Ungewöhnliche Zeiten erfordern ungewöhnliche Maßnahmen. Bei der diesjährigen Jahreshauptversammlung von Iberdrola sprach Ignacio Galán, CEO von Iberdrola, erstmalig zu einem leeren Plenum im Torre Iberdrola. Mehr als 600.000 Aktionäre nahmen dafür via Videoschaltung an der Versammlung teil. Thematisch stand die Rede von Galán ebenfalls ganz im Zeichen der Corona-Pandemie.

Um der aktuell schwierigen Situation in der Wirtschaft entgegenzutreten kündigt Galán an, die geplanten Investitionen des Unternehmens zu beschleunigen. Konkret bedeute dies, dass mindestens die Hälfte der derzeit im Bau befindlichen 9.000 MW neuer Kapazität noch in diesem Jahr in Betrieb genommen werden soll. Weltweite arbeitet Iberdrola an 30 Solaranlagen, 50 Onshore-Windparks und neuen Offshore-Windparks wie Saint Brieuc in Frankreich, Baltic Eaglein Deutschland und Vineyard in den USA.

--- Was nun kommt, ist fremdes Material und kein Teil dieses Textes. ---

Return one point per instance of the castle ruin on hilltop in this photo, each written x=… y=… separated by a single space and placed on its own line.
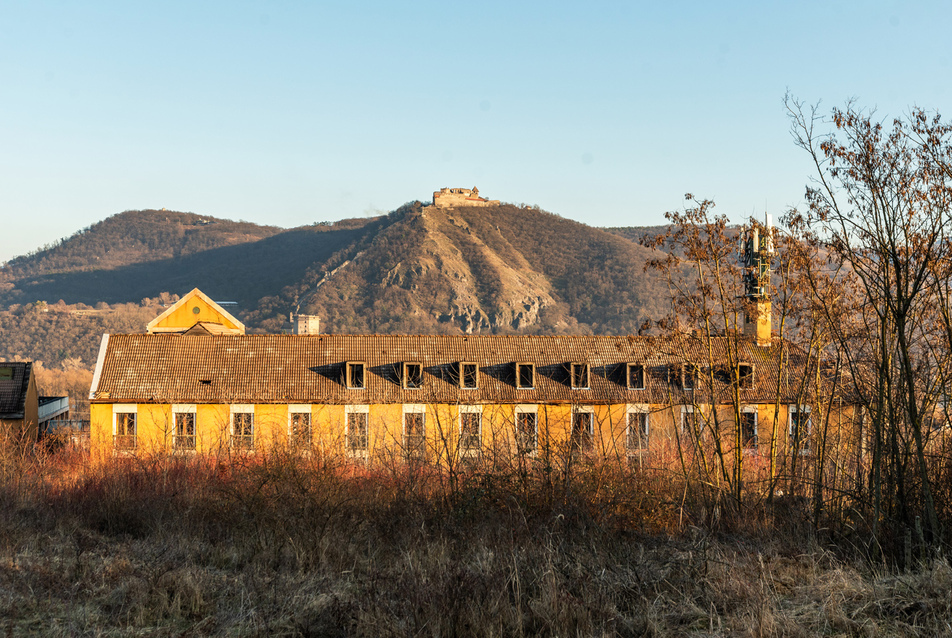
x=449 y=197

5.000 Neueinstellungen geplant

Der Investitionsrekord des vergangenen Jahres soll dabei mit einer Investitionssumme von mehr als 10 Mrd. € gebrochen werden. Investiert werde dabei sowohl in die gesamte Lieferkette von Iberdrola, als auch in neue Mitarbeiter. 5.000 Neueinstellungen soll es im Jahr 2020 geben, wobei ein Teil davon auch auf Iberdrola in Deutschland entfällt.

In den letzten Tagen seien zudem Bestellungen in Höhe von über 3,8 Mrd. € für Tausende von Lieferanten vorgezogen worden, berichtet Iberdrola. Die laufenden Einkäufe für Lieferungen bis 2023 beliefen sich auf mehr als 20 Mrd. €.

„Lokomotive der Wirtschaft“

„Iberdrola ist bereit, seine Rolle als Lokomotive der Wirtschaft zu übernehmen, sobald wir die gegenwärtige Situation überwunden haben. Unsere Aktivitäten werden sich auch sehr deutlich auf die öffentlichen Finanzen auswirken und allen Bürgern der Länder, in denen wir präsent sind, zu Gute kommen“, sagt Galán zu den Vorhaben. Allein im Jahr 2019 habe sich der Steuerbeitrag von Iberdrola auf 14 Mrd. € belaufen.

Im Rahmen der Jahreshauptversammlung präsentierte Galán auch die Ergebnisse aus dem abgelaufenen Geschäftsjahr 2019. Iberdrola erzielte einen Nettogewinn von 3,4 Mrd. € (+13 Prozent gegenüber 2018). Diese positive Entwicklung führt der Konzern vor allem auf die Rekordinvestitionen von 8,16 Mrd. € in 2019 zurück (+32 Prozent gegenüber dem Vorjahr). Das Ebitda erreichte 10,1 Mrd. €, was einem Anstieg von 8,1 Prozent gegenüber 2018 entspricht. Der Cashflow stieg um 10 Prozent auf 8,06 Mrd. €.